Bitcoin - Bildquelle: Pixabay / BenjaminNelan; Pixabay License

Bitcoin – Bildquelle: Pixabay / BenjaminNelan; Pixabay License

Wie von mehreren Wirtschaftsberichterstattern, darunter Bloomberg, bestätigt wurde, nahm der Gouverneur der Bank of England (BoE), Andrew Bailey, vor wenigen Tagen an einem VTALK mit Schülersprechern teil. Als das Thema der digitalen Währung aufkam, sagte Bailey:

Wir beschäftigen uns mit der Frage, ob wir eine digitale Währung der Bank of England schaffen sollten. Wir werden uns weiter damit befassen, da sie enorme Auswirkungen auf die Art der Zahlungen und die Gesellschaft hat. Ich denke, in einigen Jahren werden wir auf eine Art digitale Währung zusteuern.
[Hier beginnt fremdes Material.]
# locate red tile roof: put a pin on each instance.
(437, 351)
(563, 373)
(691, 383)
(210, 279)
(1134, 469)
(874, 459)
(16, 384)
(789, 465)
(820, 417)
Die Frage der digitalen Währung wird ein sehr großes Thema sein. Ich hoffe, dass sie das ist, denn das bedeutet, dass Covid hinter uns liegen wird.

(We are looking at the question of, should we create a Bank of England digital currency. We’ll go on looking at it, as it does have huge implications on the nature of payments and society. I think in a few years time, we will be heading toward some sort of digital currency.

The digital currency issue will be a very big issue. I hope it is, because that means Covid will be behind us.)

Das ist zwar nur ein kurzes Zitat, aber es beinhaltet mehrere Stränge, die wir aufgreifen müssen.

Erstens ist die Aussage von Bailey, dass die BoE die Schaffung einer Central Bank Digital Currency (digitalen Zentralbankwährung, CBDC) in Erwägung zieht, keine neue Offenbarung. Bereits vor längerem habe ich entsprechende Artikel veröffentlicht, die sich mit diesem Thema befassten. Ein wichtiges Papier mit dem Titel “Central Bank Digital Currency – Opportunities, Challenges and Design (Digitale Währung der Zentralbank – Chancen, Herausforderungen und Gestaltung)” ging so weit, dass es sogar die mögliche technologische Zusammensetzung eines zukünftigen CBDC im Detail beschrieb. Bereits im Jahr 2014 begann die BoE in ihrem September-Quartalsbulletin zum ersten Mal über digitale Währungen zu diskutieren. Sechs Jahre später sind diese Diskussionen deutlich vorangekommen.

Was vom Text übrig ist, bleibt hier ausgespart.